Dunque il compratore ha fatto un “affare” 😉
Le sculture Mbembe sono tra i più antichi e spettacolari manufatti in legno dell’Africa sub-sahariana. Ad oggi ne sono arrivate fino a noi meno di 20.
Eccezionale anche la statua Fang appartenuta al celebre mercante Paul Guillaume da sempre annoverata tra le opere simbolo del classicismo africano.
Curioso che quest’ultimo pezzo non sia stato aggiudicato.
Non c’è che dire: l’arte africana, anche quella contemporanea, attira sempre di più collezionisti e semplici curiosi.
Le mostre dedicate al tema si stanno via via moltiplicando.
Tanto per citarne una al MAXXI di Roma, fino a Novembre 2018, va in scena “African Metropolis. Una città immaginaria” che si presenta come “una panoramica approfondita sulla scena artistica e culturale del continente africano“.
Eppure l’arte africana non riesce ancora a camminare a braccetto dell’arte europea, come si nota dai risultati delle aste.
Ottime riuscite, ma non comparabili ai record raggiunti da un Fontana o da un Picasso.
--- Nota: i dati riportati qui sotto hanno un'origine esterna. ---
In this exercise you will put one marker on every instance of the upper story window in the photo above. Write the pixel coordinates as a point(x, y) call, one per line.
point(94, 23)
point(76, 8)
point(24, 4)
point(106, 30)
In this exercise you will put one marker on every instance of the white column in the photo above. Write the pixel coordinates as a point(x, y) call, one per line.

A cosa è dovuto tutto ciò?
Una conoscenza del genere tuttora poco approfondita anche tra gli operatori del settore?
Ignoranza sull’argomento accompagnata da un’immagine non edificante dell’Africa trasmessaci dai media? Razzismo?
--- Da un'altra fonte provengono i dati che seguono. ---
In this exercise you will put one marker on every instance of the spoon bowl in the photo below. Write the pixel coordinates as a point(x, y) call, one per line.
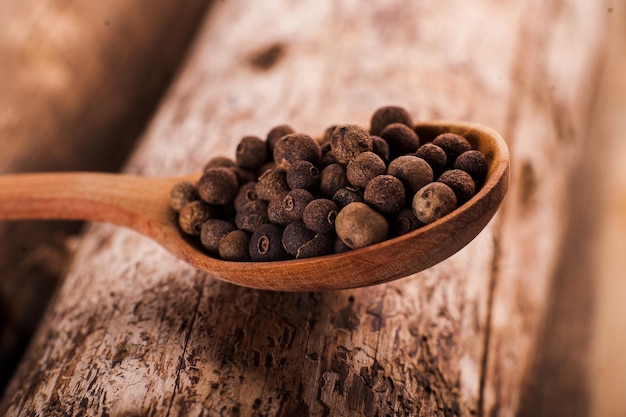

Senza arrivare al disfattismo, forse la soluzione è più semplice: probabilmente il mito del “buon selvaggio” e l’idea novecentesca dell'”arte negra” non ci hanno ancora abbandonato del tutto.
“Un Fontana è pure sempre un Fontana“, non paragonabile a qualsivoglia artista africano coevo, mi sembra di sentir riecheggiare…
In realtà il concetto di diverso, di estraneo dai nostri paradigmi esiste finché sopravvivono i paradigmi stessi. Appena si cambia punto di vista anche ciò che inizialmente è considerato differente muta.
Perché alla fine “l’unica cosa che conta è la bellezza formale dell’oggetto e contemporaneamente il sentimento che crea; qualcosa che è profondamente vero, essenziale e vitale” come sosteneva il collezionista Baudouin de Grunne parlando della raccolta dei Durand-Dessert.